Druidic Practice (1st level, ritual) is an equivalent for the Cleric’s Ceremony spell. For a 1st level ritual spell it offers some powerful effects, but limits them in meaningful ways (once per year, once ever, etc.). I think the options are excellent and are pitched about right when compared to Ceremony. However, they may be too much of a mixed bag. See, like all spells Ceremony belongs to a school, which is Abjuration. All of its possible uses can be seen as protective: even the bonus to ability checks for the Coming of Age ritual could be seen as protecting the target from clumsiness and bad luck. Whereas, Druidic Practice is also given the Abjuration school but has a whole grab bag of effects that technically belong to other schools including Divination (Forosnai) and Enchantment (Imbue). The authors may wish to consider that, and either pick rituals that have a thematic thread between them or possibly split some of these effects out into additional spells. Inappropriateness for the school of magic aside I particularly love Forosnai, which can send a willing creature on a spiritual/dream journey. It would step on the toes of higher level divination spells, were it not for the fact that a creature may only take one such journey a year, which must occur in the season of their birth.

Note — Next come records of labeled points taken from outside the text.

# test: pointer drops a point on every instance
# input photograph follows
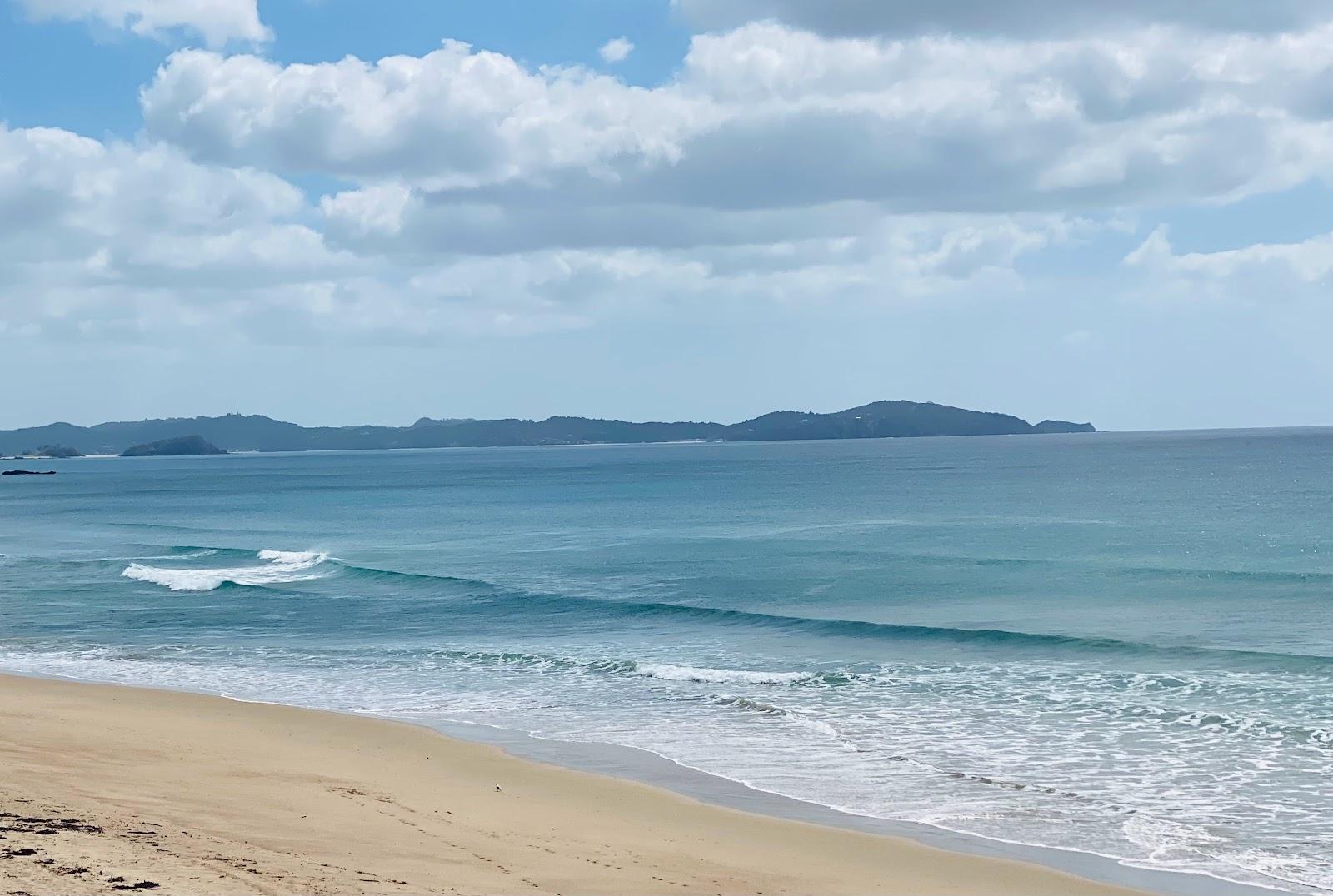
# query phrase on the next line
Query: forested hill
(252, 432)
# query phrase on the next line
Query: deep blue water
(1113, 643)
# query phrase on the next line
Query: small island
(177, 447)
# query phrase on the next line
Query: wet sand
(122, 789)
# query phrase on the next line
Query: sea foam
(283, 567)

Forest Spirit (1st level, Ritual) can animate a small tree or shrub as a very, very weak creature (1 hit point, Strength of 2, and can’t attack). It can perform minor chores for you around the forest, like identifying edible fruits, marking trees, and tracking non-native creatures. It can be cast as a ritual but can’t be abused: since you control a forest spirit with a bonus action you could create as many as you like but you’d still only be able to control one at a time. The spell also ends if you move a forest spirit more than 60 feet away from you.

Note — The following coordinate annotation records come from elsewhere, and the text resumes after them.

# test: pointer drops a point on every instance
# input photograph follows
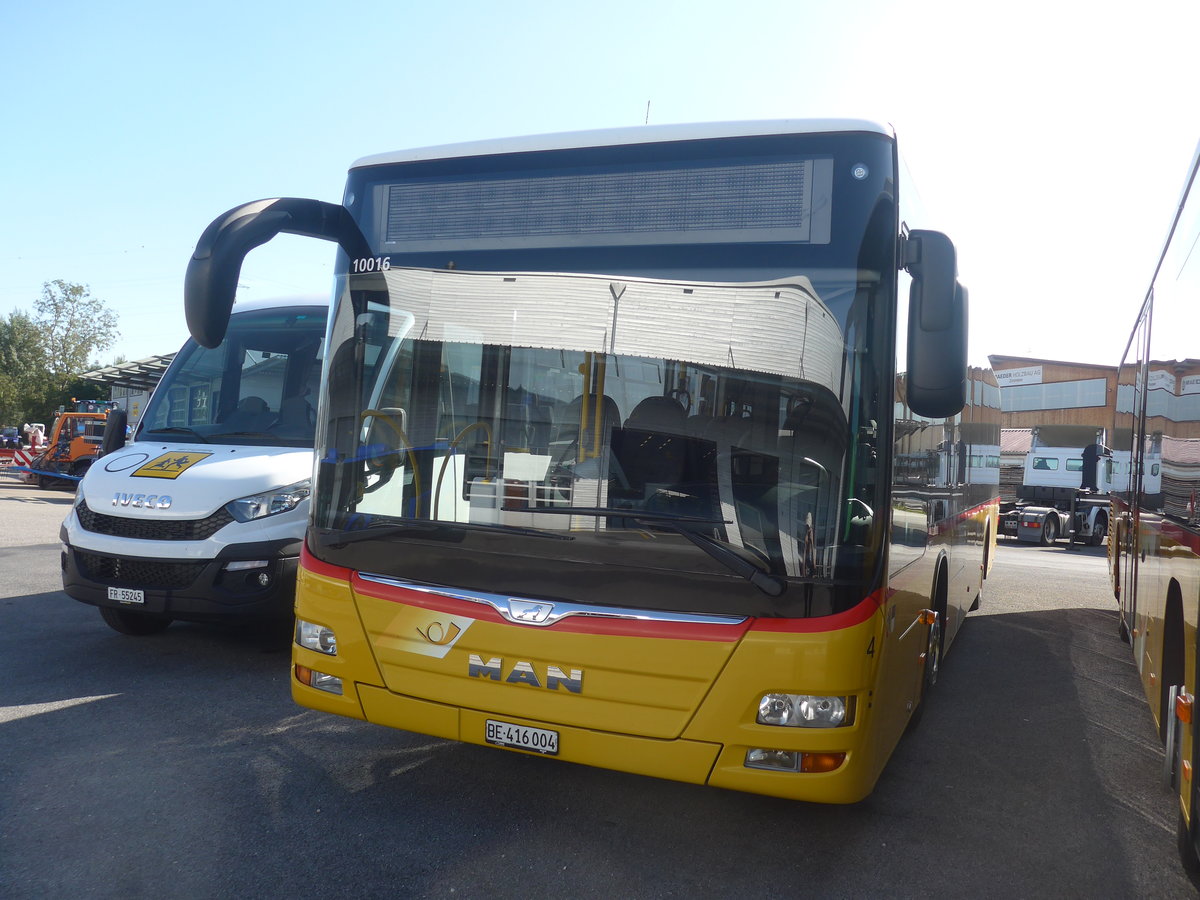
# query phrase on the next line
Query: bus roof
(615, 137)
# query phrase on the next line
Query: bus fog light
(803, 711)
(777, 760)
(321, 681)
(316, 637)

Woodland Step (1st level) is a strange one, to be honest. It states “you become one with the forest, allowing you to pass through its undergrowth with ease”. However, its effect doesn’t match its fiction or its forest theme. The actual mechanical benefit of the spell is to allow you to move without provoking and make a single melee attack. I would have expected something about ignoring difficult terrain, even when it’s created by magic.

Bestial Reawakening (2nd level) is a resource cheap version of raise dead (1 action instead of 1 hour, 50 gp instead of 500 gp, 2nd level slot instead of 5th level slot). Basically: an easy method to bring back beloved pets. I don’t see why the casting time should be so much quicker than raise dead when it’s essentially the same spell though.

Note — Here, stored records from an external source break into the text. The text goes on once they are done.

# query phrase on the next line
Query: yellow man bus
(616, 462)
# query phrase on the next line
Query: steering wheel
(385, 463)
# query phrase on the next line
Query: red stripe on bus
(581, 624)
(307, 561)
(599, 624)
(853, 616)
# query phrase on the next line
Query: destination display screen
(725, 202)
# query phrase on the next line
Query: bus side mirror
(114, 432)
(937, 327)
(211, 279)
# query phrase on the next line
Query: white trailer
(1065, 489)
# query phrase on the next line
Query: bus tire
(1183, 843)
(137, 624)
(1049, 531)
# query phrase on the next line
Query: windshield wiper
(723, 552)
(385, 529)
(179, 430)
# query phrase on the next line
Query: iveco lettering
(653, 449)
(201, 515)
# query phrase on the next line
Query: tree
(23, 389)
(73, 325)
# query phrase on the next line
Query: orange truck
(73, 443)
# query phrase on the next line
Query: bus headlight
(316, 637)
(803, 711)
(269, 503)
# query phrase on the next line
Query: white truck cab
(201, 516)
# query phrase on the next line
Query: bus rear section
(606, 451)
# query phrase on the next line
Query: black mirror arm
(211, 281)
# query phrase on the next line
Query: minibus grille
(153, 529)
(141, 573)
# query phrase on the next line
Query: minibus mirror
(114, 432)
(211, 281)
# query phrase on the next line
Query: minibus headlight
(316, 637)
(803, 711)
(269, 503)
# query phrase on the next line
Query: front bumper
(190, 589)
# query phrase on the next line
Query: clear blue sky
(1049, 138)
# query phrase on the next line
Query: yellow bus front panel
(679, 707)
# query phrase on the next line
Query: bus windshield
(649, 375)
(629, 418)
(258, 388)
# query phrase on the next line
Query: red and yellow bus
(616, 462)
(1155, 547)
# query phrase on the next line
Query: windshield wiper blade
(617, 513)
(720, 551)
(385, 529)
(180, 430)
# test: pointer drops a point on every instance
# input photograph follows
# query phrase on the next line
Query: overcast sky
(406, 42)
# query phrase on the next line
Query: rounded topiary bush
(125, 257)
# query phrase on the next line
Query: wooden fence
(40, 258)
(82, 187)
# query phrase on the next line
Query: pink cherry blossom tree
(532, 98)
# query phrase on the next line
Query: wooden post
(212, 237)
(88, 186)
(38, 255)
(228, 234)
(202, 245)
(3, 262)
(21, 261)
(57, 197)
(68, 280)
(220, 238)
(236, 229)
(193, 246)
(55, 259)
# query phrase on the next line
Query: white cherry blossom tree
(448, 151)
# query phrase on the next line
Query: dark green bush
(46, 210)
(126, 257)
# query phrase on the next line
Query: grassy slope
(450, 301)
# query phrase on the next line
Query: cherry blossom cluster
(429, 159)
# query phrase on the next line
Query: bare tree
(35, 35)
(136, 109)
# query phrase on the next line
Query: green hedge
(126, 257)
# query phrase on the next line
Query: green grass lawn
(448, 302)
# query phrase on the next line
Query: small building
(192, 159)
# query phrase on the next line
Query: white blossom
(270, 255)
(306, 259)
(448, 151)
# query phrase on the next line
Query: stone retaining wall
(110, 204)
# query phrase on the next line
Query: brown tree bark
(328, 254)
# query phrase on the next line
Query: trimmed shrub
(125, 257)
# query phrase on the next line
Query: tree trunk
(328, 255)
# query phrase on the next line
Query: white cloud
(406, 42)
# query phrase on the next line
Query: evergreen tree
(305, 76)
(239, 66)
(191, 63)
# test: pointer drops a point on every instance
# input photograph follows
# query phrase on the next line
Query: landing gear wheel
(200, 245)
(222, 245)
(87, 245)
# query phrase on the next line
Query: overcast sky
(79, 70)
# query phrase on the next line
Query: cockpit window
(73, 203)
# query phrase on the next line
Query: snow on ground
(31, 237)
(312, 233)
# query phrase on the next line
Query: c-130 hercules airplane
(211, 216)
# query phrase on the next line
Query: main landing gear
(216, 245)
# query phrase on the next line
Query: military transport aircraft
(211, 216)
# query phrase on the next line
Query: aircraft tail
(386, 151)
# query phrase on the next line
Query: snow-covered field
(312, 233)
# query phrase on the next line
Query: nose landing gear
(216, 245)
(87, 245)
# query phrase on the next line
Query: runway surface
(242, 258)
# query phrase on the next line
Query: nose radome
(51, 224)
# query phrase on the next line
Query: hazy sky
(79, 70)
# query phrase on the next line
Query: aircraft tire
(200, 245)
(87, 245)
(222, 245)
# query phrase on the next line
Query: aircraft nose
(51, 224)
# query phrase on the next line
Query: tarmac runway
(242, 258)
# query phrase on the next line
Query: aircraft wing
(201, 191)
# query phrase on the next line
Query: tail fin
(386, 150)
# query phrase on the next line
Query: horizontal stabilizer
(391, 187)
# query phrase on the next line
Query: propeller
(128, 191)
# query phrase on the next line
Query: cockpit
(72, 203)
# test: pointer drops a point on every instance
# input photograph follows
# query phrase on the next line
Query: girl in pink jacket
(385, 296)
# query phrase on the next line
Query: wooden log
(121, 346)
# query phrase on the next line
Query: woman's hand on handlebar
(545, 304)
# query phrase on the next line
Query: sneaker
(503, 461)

Sticks to Snakes (2nd level Ritual) is your jam if you like sticks but you love snakes, I guess. This was actually a spell in 1st and 2nd edition that has been converted, so perhaps that’s also the case with some of the other spells in this book? Anyway, you turn a stick into a giant constrictor snake for up to 10 minutes (concentration). At higher levels you can transform one additional stick per spell slot level. Sure. You can also cast the spell again to immediately turns snakes within 20 feet of you created by this spell back into sticks. It isn’t 100% clear to me whether this only works on your casting of the spell, or if this would work to undo the casting of another spellcaster. In my opinion this spell should not be a ritual. There’s a simple test for ritual spells: if it has combat application, it isn’t ritual appropriate. Giant poisonous snakes may only be CR ¼, but they can still do quite a lot of damage. I’d say if you take away the Ritual component from this spell it’s a better fit for 1st level.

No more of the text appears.